Postby akivela » Tue Jan 19, 2010 2:22 pm

Hello Aparna

You sure have many non-working features in your Wandora :)

Some extractors in Wandora really don't add (or link) topics to the topic tree. Thus you can't directly see extracted topics nor associations. To dig up extracted topics and association you can use Wandora's Finder tab beside topic tree tab. Or you can try to search topics with Find feature [1].

I recall that extracting HTML lists as described in [2] and [3] doesn't add anything to the topic tree. You need to do it manually as the Wandora user.

The Wordnet problem you described may be a consequence of
* Insufficient memory.
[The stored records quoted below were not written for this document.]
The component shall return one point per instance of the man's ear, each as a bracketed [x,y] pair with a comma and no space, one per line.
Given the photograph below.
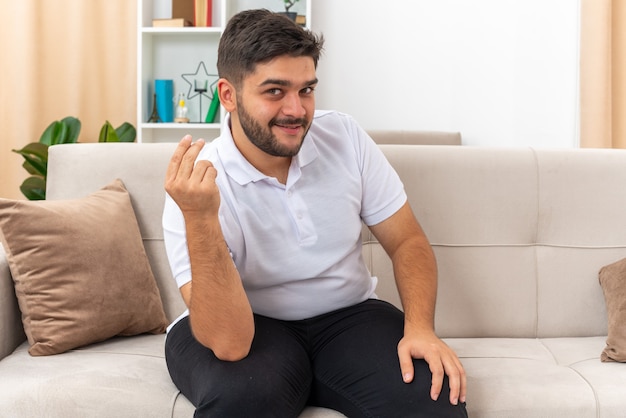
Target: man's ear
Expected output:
[227,94]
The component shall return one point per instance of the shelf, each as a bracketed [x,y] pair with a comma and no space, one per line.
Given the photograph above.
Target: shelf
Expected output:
[186,30]
[182,126]
[171,52]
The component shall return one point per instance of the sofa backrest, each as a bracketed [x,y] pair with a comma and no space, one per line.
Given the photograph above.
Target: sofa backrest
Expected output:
[519,234]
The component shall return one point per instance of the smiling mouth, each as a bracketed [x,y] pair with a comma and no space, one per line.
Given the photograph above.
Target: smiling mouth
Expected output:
[292,126]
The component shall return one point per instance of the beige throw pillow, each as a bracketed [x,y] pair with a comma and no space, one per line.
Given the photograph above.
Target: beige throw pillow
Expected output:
[80,270]
[613,282]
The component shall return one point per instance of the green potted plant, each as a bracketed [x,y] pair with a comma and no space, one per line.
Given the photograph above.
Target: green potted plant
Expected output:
[64,131]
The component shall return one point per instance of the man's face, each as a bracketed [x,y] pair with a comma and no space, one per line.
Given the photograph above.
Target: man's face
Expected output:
[276,103]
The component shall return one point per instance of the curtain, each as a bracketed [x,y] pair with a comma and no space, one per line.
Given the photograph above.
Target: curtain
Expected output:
[603,74]
[63,58]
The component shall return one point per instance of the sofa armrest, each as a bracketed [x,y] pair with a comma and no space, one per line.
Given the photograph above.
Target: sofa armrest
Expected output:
[11,329]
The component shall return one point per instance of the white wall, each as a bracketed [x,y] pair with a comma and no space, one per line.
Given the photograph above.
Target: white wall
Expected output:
[502,72]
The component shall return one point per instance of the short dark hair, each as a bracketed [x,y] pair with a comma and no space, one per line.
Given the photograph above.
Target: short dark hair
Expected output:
[257,36]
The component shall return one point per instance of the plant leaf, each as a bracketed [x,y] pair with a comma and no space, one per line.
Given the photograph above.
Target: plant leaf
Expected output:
[107,133]
[34,188]
[51,134]
[36,156]
[73,129]
[126,132]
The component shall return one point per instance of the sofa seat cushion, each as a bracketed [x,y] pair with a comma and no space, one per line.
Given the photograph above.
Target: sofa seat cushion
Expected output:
[121,377]
[516,377]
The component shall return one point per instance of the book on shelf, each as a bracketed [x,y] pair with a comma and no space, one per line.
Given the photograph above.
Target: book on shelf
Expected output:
[178,22]
[203,12]
[183,9]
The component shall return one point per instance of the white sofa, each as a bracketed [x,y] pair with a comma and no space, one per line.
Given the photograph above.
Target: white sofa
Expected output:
[519,235]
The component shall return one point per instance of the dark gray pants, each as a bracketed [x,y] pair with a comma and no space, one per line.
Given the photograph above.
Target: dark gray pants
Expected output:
[346,360]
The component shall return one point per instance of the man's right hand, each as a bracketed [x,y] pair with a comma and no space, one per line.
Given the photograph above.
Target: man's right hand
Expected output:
[192,185]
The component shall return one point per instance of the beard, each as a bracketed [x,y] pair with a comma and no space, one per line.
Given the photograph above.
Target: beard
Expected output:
[263,138]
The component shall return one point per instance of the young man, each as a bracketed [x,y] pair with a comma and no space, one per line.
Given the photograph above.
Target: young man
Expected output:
[263,233]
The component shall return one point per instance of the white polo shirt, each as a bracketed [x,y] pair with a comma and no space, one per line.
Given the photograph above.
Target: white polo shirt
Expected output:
[297,246]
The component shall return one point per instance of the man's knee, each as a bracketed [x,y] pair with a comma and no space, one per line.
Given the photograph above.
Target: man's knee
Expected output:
[251,396]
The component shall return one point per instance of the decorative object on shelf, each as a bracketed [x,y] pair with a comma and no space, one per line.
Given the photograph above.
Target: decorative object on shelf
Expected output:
[184,9]
[154,116]
[213,108]
[181,109]
[64,131]
[203,11]
[200,85]
[178,22]
[164,90]
[288,5]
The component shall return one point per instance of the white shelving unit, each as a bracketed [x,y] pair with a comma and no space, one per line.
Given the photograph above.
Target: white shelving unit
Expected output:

To use Wordnet topic map you need to start Wandora with shell script "wandora-huge.bat" or "". Both scripts are in Wandora's bin folder.
* You have opened Wordnet's XTM file with Wandora's Open Project feature. XTM files are not valid Wandora projects [4]. To import XTM file to Wandora, use File > Import > Topic Map import... feature.

If you still can't find Wordnet's or extracted topics nor associations, you can check if your topic map has more topics and associations after extraction. See Topic Map Info [5] before and after extraction, and compare number of topics and associations. If numbers are equal, your extraction has failed and you have to think other solutions for the problem.

In general, a good starting point to detect problems in Wandora is to start the application with bat or sh scripts found in Wandora's bin folder, and see what is going on in the console window.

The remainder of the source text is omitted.